Aqui vemos novamente, o AND estabelece corretamente a diferença entre o Congresso e o governo, o que, sejamos precisos, é a diferença entre o Congresso e os setores que pressionam Lula à direita, e o próprio Lula. Então, como o AND chega à conclusão de que Lula seria igual a esses setores?
“Um governo minimamente “progressista”, digamos assim, fosse o caso, uma vez eleito e empossado, teria como primeira medida enfrentá-lo – no pior dos casos, secar-lhe a fonte –, pois, fosse de esquerda, saberia que doutro modo só lá estaria por formalidade: em vez de governar, seria governado por Lira. Dito e feito.” E apontam a questão das emendas parlamentares como justificativa para a conclusão. “Fortalecido pelo próprio governo, agora o presidente de fato Arthur Lira usa a força adquirida para pressionar.”
“Não é sem razão que as greves nas universidades federais explodiram […] A realidade crua é que todo o funcionalismo tem congelados seus salários, enquanto a alta burocracia estatal em seus três níveis, composta de tecnocratas, pela cúpula das forças militares, pelos barões do judiciário e pelos nobres parlamentares, esbanjam indecentes privilégios.”
Ora, mais natural de um governo fraco que ceder às diferentes esferas da burocracia estatal e dos poderes institucionais estabelecidos. Ao se ver sem grande alternativa, pressionado pela direita e pela extrema direita, o PT adotou sua estratégia de buscar conciliar, mas com uma mão fraca, cede enquanto busca ganhar tempo para uma situação mais favorável. Uma política errada que o leva a conduzir políticas que não faziam parte de seu programa. É importante, contudo, manter a diferenciação. O governo e os setores à direita que o empurram a aplicar o programa do arrocho, com crescimentos pífios em áreas sociais, não são a mesma coisa, estão em contradição.
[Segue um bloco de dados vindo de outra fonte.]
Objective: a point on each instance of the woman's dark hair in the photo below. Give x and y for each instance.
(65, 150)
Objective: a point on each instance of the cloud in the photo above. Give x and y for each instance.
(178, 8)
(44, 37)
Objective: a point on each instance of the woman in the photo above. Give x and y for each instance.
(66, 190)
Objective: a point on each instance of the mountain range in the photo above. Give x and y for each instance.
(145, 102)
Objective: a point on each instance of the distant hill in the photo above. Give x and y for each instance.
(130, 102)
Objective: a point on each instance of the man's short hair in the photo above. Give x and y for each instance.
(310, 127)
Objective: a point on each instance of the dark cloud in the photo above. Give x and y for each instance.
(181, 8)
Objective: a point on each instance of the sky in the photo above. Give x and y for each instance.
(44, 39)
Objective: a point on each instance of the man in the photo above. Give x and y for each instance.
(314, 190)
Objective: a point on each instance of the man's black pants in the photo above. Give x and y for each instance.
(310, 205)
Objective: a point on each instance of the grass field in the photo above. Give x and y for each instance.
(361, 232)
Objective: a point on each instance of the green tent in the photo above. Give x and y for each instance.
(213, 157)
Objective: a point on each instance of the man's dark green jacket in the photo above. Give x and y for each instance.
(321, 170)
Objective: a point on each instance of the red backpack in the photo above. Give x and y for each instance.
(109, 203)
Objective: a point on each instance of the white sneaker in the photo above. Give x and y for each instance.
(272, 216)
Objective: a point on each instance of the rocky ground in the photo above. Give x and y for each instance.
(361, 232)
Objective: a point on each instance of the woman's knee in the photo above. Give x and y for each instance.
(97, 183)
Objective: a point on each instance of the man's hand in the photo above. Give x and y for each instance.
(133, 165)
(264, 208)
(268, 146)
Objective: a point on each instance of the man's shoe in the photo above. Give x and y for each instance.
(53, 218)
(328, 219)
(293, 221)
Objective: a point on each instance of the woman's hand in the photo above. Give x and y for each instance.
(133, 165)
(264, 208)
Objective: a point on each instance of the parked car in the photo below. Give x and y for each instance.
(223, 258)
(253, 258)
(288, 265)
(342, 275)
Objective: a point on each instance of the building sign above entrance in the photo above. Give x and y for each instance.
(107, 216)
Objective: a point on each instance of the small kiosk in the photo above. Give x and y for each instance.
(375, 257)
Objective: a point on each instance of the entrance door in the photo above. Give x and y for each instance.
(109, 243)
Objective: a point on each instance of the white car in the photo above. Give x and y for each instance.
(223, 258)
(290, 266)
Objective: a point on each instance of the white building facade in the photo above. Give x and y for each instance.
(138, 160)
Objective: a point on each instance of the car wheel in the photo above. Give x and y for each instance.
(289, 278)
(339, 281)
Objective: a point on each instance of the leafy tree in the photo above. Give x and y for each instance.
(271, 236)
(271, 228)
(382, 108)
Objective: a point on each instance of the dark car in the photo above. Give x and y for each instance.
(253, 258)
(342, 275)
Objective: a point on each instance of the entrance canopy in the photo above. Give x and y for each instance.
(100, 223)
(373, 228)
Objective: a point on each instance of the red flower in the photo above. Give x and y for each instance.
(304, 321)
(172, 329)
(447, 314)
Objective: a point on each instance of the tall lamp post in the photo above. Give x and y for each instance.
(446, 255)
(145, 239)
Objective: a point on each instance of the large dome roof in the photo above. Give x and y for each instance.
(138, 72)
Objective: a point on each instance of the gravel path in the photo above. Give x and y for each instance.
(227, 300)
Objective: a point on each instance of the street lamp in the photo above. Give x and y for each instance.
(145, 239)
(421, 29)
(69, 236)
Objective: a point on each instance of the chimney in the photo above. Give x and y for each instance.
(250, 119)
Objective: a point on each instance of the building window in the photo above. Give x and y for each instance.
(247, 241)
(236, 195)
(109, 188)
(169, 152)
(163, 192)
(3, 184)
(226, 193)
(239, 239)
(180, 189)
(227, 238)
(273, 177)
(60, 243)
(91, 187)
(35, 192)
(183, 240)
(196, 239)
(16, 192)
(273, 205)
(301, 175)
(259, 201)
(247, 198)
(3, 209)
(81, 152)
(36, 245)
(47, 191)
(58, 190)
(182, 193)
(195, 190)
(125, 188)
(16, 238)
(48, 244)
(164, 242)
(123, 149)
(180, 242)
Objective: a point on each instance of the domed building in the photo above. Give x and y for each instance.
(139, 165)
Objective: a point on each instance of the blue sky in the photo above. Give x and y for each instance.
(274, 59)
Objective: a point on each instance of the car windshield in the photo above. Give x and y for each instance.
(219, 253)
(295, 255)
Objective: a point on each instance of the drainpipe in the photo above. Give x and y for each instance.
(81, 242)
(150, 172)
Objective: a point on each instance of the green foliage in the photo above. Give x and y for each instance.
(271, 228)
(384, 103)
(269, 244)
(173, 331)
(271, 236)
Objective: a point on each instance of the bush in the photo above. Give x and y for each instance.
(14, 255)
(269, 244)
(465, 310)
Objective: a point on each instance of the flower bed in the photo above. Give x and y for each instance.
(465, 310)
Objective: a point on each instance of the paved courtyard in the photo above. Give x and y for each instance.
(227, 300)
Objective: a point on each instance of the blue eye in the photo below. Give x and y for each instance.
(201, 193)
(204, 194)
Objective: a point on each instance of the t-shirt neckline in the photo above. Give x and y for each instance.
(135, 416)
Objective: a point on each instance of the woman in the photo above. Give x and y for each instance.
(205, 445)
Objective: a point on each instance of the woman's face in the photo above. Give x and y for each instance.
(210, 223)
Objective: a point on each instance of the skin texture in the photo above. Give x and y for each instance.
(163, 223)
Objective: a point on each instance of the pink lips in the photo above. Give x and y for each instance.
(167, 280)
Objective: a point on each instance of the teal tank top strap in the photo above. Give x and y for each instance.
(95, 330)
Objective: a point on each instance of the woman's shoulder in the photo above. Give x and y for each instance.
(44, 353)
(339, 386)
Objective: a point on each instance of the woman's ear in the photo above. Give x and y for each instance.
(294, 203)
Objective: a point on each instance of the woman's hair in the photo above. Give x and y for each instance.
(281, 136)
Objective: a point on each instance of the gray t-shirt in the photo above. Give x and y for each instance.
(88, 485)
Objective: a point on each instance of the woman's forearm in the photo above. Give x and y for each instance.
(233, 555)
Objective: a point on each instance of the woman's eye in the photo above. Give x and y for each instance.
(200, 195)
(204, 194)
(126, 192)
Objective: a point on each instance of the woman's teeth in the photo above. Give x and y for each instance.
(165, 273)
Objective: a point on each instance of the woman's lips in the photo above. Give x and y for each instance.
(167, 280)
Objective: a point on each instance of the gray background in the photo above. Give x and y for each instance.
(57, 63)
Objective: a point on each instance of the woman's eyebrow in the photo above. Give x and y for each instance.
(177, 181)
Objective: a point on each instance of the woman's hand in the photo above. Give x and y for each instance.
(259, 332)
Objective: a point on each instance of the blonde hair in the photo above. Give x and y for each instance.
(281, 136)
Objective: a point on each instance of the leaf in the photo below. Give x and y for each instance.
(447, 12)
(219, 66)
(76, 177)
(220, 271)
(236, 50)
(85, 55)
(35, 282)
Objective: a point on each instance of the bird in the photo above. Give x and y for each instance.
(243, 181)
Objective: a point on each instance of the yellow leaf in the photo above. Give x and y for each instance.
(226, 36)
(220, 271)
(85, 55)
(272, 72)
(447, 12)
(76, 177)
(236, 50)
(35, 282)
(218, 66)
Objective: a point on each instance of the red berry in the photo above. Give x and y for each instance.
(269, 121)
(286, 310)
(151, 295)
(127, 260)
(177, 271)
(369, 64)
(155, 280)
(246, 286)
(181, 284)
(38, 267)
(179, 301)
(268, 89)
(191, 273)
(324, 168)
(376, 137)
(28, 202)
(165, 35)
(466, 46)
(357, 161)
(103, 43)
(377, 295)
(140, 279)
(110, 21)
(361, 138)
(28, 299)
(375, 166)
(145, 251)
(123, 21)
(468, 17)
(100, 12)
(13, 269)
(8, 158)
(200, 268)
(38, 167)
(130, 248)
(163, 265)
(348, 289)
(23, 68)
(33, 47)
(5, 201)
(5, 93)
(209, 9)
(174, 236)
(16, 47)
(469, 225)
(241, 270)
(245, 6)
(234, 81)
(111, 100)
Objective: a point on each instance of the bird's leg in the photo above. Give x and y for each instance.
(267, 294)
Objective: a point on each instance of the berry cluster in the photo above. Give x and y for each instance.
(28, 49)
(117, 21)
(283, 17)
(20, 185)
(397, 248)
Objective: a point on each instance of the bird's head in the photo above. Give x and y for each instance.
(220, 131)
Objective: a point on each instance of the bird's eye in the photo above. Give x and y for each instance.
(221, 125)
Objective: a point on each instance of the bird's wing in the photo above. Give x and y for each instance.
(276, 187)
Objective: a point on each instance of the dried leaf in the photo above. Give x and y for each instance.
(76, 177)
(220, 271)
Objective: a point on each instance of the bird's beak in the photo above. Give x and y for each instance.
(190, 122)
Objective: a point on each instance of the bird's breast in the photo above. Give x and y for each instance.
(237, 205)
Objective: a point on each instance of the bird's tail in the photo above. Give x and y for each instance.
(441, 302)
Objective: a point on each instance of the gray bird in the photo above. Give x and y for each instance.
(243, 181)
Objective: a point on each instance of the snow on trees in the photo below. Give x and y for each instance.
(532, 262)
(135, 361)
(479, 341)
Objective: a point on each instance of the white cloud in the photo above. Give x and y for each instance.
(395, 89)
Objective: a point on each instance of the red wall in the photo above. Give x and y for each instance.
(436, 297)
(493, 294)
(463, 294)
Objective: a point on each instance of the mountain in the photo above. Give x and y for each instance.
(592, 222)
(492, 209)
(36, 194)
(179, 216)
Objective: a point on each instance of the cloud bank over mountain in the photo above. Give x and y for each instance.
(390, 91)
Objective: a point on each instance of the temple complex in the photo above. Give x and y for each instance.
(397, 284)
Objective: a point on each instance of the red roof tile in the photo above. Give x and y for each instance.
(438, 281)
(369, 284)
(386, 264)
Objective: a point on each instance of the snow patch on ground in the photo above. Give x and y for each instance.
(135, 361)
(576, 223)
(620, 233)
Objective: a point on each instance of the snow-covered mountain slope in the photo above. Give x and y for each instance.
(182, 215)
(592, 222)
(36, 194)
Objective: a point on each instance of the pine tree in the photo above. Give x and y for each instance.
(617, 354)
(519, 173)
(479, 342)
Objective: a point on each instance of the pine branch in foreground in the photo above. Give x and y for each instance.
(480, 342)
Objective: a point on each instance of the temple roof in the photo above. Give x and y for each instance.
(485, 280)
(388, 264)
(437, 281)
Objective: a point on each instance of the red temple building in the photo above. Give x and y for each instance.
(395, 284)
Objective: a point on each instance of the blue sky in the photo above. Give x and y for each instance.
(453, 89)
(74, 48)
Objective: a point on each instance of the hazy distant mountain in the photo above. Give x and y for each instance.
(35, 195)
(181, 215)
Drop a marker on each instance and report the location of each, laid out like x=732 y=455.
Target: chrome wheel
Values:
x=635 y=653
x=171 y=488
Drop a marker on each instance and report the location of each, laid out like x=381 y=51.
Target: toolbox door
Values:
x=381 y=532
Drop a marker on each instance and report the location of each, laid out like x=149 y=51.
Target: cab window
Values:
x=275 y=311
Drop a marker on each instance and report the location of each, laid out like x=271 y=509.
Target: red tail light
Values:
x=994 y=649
“As massas populares, todavia, não aspiram migalhas e estão crescentemente compreendendo que a sobrevivência de sua honra e dignidade exige lutar por seus direitos e impor sua vontade”, aponta o AND, e isso é fato.
A diferença, contudo, é que caracterizando o governo como parte da direita, leva a uma campanha de tipo golpista contra Lula, que seria apoiada e guiada pela direita, como ocorreu contra Dilma em 2016, por alguns setores de esquerda. É preciso realizar a campanha junto à classe operária direcionada contra aqueles que são claramente seus inimigos. O conjunto dos trabalhadores não vê Lula desta forma, e está certo nesse sentido. Contra a pressão da direita organizada, é preciso contrapor a pressão das organizações da classe operária, dos movimentos de luta pela terra e moradia, dos sindicatos e movimentos estudantis.